AdvancedQuery

1 Introduction

AdvancedQuery is a Zope product aimed to overcome several limitations of ZCatalog's native search function.

Like ZCatalog's search, it supports elementary index searches. While ZCatalog can combine such elementary searches only by "and", AdvancedQuery allows them to be combined arbitrary with & (and), | (or) and ~ (not).
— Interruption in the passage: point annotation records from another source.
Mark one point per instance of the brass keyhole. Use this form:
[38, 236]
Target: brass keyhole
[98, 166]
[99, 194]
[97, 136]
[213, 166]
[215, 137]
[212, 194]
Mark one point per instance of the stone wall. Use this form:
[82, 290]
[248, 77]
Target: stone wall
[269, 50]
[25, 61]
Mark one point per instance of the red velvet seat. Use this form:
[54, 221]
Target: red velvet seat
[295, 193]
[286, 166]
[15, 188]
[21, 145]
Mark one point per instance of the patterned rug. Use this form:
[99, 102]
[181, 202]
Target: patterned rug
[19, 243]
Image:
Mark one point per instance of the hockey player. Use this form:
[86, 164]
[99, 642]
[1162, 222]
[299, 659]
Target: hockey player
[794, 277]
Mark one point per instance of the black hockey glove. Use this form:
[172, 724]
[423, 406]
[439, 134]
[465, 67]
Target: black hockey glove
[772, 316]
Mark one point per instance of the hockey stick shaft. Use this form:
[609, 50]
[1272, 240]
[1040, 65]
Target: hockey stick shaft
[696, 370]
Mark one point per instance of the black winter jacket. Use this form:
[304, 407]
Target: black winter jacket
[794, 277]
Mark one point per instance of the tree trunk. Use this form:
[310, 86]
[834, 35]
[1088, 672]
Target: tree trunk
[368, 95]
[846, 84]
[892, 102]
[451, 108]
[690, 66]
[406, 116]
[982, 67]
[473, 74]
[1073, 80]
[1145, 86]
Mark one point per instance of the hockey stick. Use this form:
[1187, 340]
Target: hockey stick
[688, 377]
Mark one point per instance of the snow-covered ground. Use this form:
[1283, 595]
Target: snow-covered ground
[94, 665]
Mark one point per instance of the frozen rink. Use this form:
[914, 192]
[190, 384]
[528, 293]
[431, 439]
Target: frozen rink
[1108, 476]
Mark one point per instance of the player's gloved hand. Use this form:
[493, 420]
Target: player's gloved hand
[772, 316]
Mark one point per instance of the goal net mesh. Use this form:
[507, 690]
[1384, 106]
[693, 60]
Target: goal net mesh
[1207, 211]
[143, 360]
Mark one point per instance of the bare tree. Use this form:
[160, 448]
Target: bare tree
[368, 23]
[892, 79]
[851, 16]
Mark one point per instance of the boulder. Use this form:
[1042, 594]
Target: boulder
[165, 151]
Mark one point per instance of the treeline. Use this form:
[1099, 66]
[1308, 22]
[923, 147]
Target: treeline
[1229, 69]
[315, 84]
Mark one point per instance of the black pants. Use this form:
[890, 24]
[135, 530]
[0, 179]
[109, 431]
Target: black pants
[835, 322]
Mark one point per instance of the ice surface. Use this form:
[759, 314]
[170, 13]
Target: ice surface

While ZCatalog supports an efficient sorting via an index on one level, AdvancedQuery supports sorting via any level of (field) indexes. Moreover, it sorts the result incrementally -- only as far as you access your result. This can drastically speed up the time required for sorting. It uses Python's generators for this (and thus requires Python 2.2 or better).

2 Query Objects

Queries are specified by (full blown) Python objects. They are constructed in the following way:

Expression printed as Meaning
Eq(index, value, filter=False) index = value the documents indexed by index under value
Le(index, value, filter=False) index <= value the documents indexed by index under a value less or equal value
Ge(index, value, filter=False) index >= value the documents indexed by index under a value greater or equal value
MatchGlob(index, pattern, filter=False) index =~ pattern the documents indexed by index under a value matching the glob pattern. A glob pattern can contain wildcards * (matches any sequence of characters) and ? (matches any single character).
This query type is only supported by most string or unicode based ManagableIndexes (exception: RangeIndex). Many TextIndexes support glob matching via the Eq query.
MatchRegexp(index, regexp, filter=False) index =~~ regexp the documents indexed by index under a value matching the regular expression regexp. See the re module documentation in the Python Library Reference, for a description of regular expressions.
This query type is only supported by most string or unicode based ManagableIndexes (exception: RangeIndex).
Between(index, low, high, filter=False) low <= index <= high the documents indexed by index under a value between low and high
In(index, sequence, filter=False) index in sequence the documents indexed by index under a value in sequence
Generic(index, value, filter=False) index ~~ value this query type is used to pass any search expression to index as understood by it. Such search expressions usually take the form of a dictionary with query as the most essential key. Generic is necessary to use the full power of specialized indexes, such as the level argument for PathIndex searches.
Indexed(index) Indexed(index) the documents that are indexed by index. This does not work for all index types.
LiteralResultSet(set) LiteralResultSet(set) the documents specified by set.
set must be an IISet, IITreeSet or sequence of catalog "data_record_id_"s.
This can e.g. be used to further restrict the document set previously obtained through a query.
~ query ~ query Not: the documents that do not satisfy query
query1 & query2 (query1 & query2) And: the documents satisfying both query1 and query2
And(*queries) (query1 & ... & queryn) And: the documents satisfying all queries; if queries is empty, any document satisfies this And query
query1 | query2 (query1 | query2) Or: the documents satisfying either query1 or query2 (or both)
Or(*queries) (query1 | ... | queryn) Or: the documents satisfying (at least) one of queries; if queries is empty, no document satisfies this Or query

And and Or queries are so called CompositeQuerys. They possess a method addSubquery(query) to add an additional subquery.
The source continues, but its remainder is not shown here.